I asked, “Does Martinetti have any ideas?”
“Well, to begin with, he tells me that he had a party here two nights before the boy was taken from Sandhurst, one of those catered deals out on the terrace with about sixty or seventy people milling around. Any one of them could have planted the bug; it would take about three minutes, and the only requirements, a pocket screwdriver and maybe a little knowledge of electronics.”
“What about after the snatch?”
“It’s possible. Martinetti and Channing were down to Martinetti’s office in Redwood City, going over his books most of the night of the kidnapping; Mrs. Martinetti went to bed early, so did the maid, and Proxmire went home.” He waved a hand toward the draped windows behind the desk. “The catches on those windows could be slipped with a penknife; anybody could have come in here that night and bugged the phone and gotten away in less than ten minutes with no trouble at all.”
“If it happened that way,” I said, “whoever it was had to know there was a kidnapping-that the boy had been abducted from the military academy that day.”
“Yeah.”
“In addition to the headmaster at Sandhurst, the only ones who knew that were myself, Channing and Proxmire and the maid and the Martinettis.”
“Well, the headmaster-Young-has an unimpeachable reputation and a bank account in six figures,” Donleavy said. “He seems to be in the clear.”
“Which puts emphasis on the theory that one of the people here engineered a hijacking of the ransom money,” I said. “But all of them were right in this house at the time Lockridge and I were attacked up in the hills.”
“One of them could have had an accomplice,” Eberhardt suggested.
“There are too damned many accomplices in this thing,” Donleavy said. “But I’ll admit it’s a possibility.”
I said, “Are you eliminating the theory of Lockridge having any partner except the Hanlon girl-at least as far as his murder is concerned?”
“I think we can, yeah, from what the girl told you. We also got a report on Lockridge from the Cleveland police first thing this morning, and as far as they could find out, he was strictly a loner.”

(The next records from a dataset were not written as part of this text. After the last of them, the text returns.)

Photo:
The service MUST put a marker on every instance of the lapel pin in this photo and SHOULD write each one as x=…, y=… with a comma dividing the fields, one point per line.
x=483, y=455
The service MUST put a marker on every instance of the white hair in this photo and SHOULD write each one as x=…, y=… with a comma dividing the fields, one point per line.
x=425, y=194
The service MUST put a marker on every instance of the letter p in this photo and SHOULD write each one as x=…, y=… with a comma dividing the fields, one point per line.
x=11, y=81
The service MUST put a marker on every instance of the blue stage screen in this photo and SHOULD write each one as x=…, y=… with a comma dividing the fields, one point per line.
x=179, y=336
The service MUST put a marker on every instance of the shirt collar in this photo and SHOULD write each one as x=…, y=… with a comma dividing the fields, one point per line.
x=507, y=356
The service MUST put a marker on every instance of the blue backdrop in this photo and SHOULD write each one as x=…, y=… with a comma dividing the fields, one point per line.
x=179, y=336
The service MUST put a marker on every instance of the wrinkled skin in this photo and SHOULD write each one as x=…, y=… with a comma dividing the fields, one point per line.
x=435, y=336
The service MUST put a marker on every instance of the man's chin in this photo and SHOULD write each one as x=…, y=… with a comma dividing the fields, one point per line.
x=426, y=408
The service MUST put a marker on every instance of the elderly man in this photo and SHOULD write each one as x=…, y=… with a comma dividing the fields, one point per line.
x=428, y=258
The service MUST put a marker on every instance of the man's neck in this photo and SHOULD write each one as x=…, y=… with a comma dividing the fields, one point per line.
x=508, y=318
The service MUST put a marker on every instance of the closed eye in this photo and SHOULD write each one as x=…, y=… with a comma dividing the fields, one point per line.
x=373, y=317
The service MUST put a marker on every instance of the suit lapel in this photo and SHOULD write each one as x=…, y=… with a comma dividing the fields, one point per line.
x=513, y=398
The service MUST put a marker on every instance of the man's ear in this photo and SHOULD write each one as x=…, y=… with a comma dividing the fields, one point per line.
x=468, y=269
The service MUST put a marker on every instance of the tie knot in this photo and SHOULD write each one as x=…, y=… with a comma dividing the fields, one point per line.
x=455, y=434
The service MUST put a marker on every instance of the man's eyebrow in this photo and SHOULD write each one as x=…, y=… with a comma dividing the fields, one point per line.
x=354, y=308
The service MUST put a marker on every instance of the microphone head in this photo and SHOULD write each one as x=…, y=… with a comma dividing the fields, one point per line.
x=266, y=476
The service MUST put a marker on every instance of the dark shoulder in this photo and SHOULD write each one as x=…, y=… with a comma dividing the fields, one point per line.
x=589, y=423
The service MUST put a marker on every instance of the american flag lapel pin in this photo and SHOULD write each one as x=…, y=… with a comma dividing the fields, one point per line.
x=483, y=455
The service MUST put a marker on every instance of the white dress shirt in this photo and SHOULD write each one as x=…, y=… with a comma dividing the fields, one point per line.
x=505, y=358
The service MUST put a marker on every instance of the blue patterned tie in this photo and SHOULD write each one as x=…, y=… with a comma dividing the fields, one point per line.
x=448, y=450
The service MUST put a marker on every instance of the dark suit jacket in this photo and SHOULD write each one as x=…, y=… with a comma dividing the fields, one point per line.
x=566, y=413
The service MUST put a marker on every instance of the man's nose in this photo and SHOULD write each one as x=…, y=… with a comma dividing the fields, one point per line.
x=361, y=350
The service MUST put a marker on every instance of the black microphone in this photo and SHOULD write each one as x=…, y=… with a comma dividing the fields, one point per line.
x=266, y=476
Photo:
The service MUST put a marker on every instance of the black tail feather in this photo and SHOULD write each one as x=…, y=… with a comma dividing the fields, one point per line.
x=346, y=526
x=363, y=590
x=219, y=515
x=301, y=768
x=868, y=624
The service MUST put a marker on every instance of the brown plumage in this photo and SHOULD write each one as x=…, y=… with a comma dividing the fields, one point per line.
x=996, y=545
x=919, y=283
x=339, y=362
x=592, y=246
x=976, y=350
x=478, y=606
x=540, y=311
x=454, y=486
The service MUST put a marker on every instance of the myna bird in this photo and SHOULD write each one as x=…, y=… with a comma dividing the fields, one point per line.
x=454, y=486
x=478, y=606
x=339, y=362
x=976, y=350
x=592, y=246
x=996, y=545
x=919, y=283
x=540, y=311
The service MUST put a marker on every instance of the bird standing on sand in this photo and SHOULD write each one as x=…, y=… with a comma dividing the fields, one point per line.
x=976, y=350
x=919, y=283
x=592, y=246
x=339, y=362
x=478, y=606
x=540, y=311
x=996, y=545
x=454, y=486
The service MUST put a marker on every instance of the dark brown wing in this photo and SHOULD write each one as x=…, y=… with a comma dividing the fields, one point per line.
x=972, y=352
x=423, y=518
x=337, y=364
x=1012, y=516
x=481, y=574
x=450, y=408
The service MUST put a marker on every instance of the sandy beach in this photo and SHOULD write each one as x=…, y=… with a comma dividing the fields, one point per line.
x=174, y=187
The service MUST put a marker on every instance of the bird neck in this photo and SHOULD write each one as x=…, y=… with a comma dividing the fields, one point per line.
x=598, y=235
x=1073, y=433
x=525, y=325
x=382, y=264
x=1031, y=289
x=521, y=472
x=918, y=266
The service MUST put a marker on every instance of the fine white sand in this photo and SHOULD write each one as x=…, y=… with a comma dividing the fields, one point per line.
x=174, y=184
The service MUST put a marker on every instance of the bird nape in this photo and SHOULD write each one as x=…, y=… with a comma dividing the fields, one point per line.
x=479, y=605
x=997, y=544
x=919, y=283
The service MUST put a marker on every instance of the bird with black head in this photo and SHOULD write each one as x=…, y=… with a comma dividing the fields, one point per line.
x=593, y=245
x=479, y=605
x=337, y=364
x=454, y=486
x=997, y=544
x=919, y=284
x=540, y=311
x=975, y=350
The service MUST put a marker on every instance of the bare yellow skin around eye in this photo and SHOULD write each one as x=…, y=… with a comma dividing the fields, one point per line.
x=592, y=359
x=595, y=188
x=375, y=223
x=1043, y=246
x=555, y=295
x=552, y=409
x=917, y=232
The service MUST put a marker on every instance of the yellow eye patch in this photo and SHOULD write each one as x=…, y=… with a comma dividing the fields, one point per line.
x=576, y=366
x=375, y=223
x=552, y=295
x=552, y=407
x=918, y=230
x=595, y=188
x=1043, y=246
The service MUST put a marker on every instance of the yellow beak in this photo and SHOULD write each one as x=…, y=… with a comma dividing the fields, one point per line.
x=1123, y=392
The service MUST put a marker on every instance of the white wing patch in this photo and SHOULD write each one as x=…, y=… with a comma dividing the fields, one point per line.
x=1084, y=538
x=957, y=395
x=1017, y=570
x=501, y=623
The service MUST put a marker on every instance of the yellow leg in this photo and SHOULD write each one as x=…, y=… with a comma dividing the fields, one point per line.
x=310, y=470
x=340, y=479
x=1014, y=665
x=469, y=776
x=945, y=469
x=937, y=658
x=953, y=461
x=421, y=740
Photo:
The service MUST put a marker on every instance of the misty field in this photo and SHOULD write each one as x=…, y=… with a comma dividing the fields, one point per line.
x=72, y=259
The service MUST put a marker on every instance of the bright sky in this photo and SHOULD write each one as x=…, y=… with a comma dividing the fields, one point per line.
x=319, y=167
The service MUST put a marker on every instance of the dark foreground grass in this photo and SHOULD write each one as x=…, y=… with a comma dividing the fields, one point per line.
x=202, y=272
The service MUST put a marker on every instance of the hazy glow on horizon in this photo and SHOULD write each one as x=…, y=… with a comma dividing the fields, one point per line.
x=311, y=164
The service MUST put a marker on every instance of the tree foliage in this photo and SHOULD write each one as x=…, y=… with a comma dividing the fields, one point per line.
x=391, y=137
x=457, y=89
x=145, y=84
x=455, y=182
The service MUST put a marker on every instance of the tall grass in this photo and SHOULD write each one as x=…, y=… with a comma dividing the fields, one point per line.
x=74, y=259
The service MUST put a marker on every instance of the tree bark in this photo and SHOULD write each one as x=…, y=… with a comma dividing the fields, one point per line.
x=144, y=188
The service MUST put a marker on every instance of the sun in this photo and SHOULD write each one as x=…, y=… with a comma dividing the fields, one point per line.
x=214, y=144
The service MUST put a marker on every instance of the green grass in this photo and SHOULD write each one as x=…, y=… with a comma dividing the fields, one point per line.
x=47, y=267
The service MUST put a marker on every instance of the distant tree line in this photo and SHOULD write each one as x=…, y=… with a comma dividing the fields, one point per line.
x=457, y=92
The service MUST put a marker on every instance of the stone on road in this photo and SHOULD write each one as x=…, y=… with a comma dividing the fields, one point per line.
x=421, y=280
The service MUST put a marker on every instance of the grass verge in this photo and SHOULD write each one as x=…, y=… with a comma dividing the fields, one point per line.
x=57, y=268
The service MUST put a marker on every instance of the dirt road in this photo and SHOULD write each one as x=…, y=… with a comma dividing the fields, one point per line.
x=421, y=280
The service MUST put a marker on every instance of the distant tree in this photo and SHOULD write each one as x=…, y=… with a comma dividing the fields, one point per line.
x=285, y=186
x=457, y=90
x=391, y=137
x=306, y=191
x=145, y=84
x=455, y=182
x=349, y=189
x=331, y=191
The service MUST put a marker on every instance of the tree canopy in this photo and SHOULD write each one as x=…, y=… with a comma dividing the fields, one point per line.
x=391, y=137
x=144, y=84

“What was his background?” Eberhardt asked.
Donleavy made a distasteful noise with his lips. “Rogue cop,” he said. “He was thrown off the Louisville police force about twelve years ago, for taking bribes from a string of horse parlors. He moved up to Cleveland and tried to get on with some security outfits, but with his past, they wouldn’t touch him. He’d never been in trouble in the Cleveland area, and the police there don’t have anything on him. But it’s rumored that he had some underworld connections here and there, among others, and that he paid the rent hustling angles and information.”
“Kidnapping doesn’t fit that kind of guy too well,” Eberhardt said. “But I guess three hundred thousand dollars is plenty of temptation for any man to gamble for.”